Recall (49) and (50) in Minka, T. (2000). Estimating a Dirichlet distribution. \(\boldsymbol{\alpha}\) is a Dirichlet parameter and \(\mathbf{p}\) is drawn. Then a \(\mathbf{x}\) is drawn from a multinomial with probability vector \(\mathbf{p}\). \(n_k\) is the number of times the outcome is \(k\).

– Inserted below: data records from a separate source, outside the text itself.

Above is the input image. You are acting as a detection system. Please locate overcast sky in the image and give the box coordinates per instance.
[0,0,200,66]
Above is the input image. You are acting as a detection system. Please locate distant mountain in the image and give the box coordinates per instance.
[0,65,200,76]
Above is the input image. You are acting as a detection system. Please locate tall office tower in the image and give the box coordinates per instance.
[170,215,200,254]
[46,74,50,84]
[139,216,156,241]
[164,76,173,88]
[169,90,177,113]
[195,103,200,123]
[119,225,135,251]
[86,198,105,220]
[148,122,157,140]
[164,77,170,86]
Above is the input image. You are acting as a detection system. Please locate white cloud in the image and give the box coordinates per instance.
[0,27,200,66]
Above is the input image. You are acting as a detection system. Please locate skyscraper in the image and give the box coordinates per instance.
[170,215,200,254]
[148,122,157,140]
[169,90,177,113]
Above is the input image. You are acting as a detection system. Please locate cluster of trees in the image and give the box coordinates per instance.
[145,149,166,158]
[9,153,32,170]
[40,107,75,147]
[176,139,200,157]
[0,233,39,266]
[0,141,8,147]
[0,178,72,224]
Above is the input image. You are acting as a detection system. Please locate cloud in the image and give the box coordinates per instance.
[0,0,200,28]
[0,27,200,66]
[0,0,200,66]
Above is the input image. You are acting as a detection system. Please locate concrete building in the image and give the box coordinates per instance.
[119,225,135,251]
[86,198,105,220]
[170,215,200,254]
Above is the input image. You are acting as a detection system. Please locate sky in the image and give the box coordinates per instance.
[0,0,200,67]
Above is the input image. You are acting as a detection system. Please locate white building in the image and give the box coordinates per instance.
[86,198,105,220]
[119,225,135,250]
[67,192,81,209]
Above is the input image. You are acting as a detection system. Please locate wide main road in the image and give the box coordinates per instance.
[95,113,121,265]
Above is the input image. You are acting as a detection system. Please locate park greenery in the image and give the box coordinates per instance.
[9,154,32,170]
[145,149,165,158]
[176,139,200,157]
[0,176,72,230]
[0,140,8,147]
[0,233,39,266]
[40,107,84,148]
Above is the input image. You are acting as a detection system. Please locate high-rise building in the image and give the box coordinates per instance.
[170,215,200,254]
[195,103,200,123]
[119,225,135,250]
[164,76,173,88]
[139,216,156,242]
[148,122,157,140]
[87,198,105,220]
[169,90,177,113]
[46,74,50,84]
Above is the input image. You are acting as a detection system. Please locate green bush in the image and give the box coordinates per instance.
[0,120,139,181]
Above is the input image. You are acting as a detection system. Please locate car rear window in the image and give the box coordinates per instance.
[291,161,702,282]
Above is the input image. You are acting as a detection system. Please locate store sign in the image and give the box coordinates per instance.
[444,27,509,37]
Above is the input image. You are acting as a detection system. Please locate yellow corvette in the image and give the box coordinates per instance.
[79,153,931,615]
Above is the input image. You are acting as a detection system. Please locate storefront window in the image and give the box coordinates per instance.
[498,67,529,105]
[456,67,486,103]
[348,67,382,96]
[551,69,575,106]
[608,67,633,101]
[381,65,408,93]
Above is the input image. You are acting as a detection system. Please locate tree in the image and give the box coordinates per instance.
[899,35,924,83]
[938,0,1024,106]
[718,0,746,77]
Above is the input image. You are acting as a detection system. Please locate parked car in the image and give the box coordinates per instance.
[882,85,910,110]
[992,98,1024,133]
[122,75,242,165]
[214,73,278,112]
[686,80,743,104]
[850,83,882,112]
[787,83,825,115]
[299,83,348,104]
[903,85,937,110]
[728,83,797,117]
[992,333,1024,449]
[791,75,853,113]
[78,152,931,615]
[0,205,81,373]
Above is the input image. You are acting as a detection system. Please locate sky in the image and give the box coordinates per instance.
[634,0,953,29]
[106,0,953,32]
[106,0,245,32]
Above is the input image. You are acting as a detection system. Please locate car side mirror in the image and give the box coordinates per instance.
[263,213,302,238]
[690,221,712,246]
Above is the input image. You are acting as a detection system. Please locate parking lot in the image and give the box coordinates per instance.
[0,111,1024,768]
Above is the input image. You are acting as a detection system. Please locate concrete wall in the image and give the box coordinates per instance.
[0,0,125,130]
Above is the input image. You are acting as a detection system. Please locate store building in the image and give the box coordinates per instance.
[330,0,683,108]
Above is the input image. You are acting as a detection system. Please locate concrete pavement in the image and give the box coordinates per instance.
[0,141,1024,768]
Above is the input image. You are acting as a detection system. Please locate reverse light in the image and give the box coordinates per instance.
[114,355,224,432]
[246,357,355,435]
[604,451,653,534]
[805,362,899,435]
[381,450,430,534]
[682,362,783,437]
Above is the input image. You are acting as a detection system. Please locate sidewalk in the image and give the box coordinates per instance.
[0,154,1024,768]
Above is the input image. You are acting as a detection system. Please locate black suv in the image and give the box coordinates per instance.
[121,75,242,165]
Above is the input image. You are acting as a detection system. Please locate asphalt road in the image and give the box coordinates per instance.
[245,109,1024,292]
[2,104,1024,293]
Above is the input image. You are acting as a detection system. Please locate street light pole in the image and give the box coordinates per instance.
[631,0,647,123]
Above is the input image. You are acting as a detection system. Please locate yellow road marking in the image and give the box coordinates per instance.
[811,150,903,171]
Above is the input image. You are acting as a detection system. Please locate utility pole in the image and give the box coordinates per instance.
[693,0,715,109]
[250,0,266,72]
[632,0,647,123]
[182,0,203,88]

\(\begin{align} p(\mathbf{x} | \boldsymbol{\alpha}) &= \int_{\mathbf{p}} p(\mathbf{x} | \mathbf{p} ) p(\mathbf{p} | \boldsymbol{\alpha}) d\mathbf{p} \\[10pt] &= \frac{\Gamma(\sum_k \alpha_k) }{\Gamma(\sum_k n_k + \alpha_k)} \prod_k \frac{\Gamma(n_k + \alpha_k)}{\Gamma(\alpha_k)} \\[12pt] n_k &= \sum_j \delta(x_j = k) \end{align}\)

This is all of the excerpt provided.